Following Dwight D. Eisenhower’s death in 1969, legislation to strike a new dollar coin honoring the former president and general was signed by President Richard Nixon in 1970. This would be the first official dollar coin struck by the United States Mint since the end of the Peace dollar series in 1935, and would also be the first U.S. dollar coin series to feature a copper-nickel clad metallic base.
While Eisenhower dollars (made from 1971 through 1978) would be struck in copper-nickel clad for circulation, the United States Mint in San Francisco also offered the coin in 40 percent silver for collectors. These 40 percent silver dollars are available in two varieties – the 1971-S uncirculated and 1971-S proof varieties (also referred to as “blue pack” and “brown pack,” respectively, to identify the color and type of mint packaging they originally came in).

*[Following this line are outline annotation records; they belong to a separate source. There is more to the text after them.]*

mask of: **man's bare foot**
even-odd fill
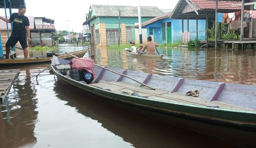
[[[7,55],[6,54],[4,54],[4,56],[6,57],[6,59],[9,59],[9,55]]]

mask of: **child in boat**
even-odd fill
[[[143,44],[140,44],[140,45],[139,46],[139,48],[137,50],[137,54],[139,54],[140,52],[140,51],[142,51],[142,48],[143,48]]]
[[[131,46],[132,46],[130,49],[131,53],[137,54],[136,50],[137,50],[137,48],[135,46],[135,43],[134,43],[134,42],[130,42],[130,43],[131,44]]]

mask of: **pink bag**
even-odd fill
[[[71,68],[73,69],[85,69],[88,72],[92,73],[94,78],[95,78],[95,73],[92,71],[94,64],[91,59],[86,57],[76,57],[70,61],[72,63]]]

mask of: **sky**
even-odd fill
[[[141,6],[156,6],[160,9],[173,9],[178,0],[171,0],[167,4],[166,0],[140,0]],[[25,0],[25,16],[45,17],[54,20],[55,28],[58,31],[68,30],[82,32],[83,23],[86,21],[85,14],[89,13],[90,4],[121,5],[138,6],[139,0]],[[4,16],[2,10],[0,14]],[[7,13],[9,10],[7,10]],[[18,9],[12,12],[18,12]],[[9,14],[8,14],[9,16]],[[1,20],[0,20],[1,21]]]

6,868,530 uncirculated 1971-S Eisenhower dollars were struck while 4,265,234 proof specimens were made. The values of these coins are somewhat dependent on prevailing silver values. Though, with silver at around $20 per ounce, expect to pay about $9 for the uncirculated variety and around $11 for the proof version. High-grade Eisenhower dollars are extraordinarily difficult to find, and if you can locate any, expect to pay heavy premiums, as most of these large coins unfortunately have contact marks and other imperfections.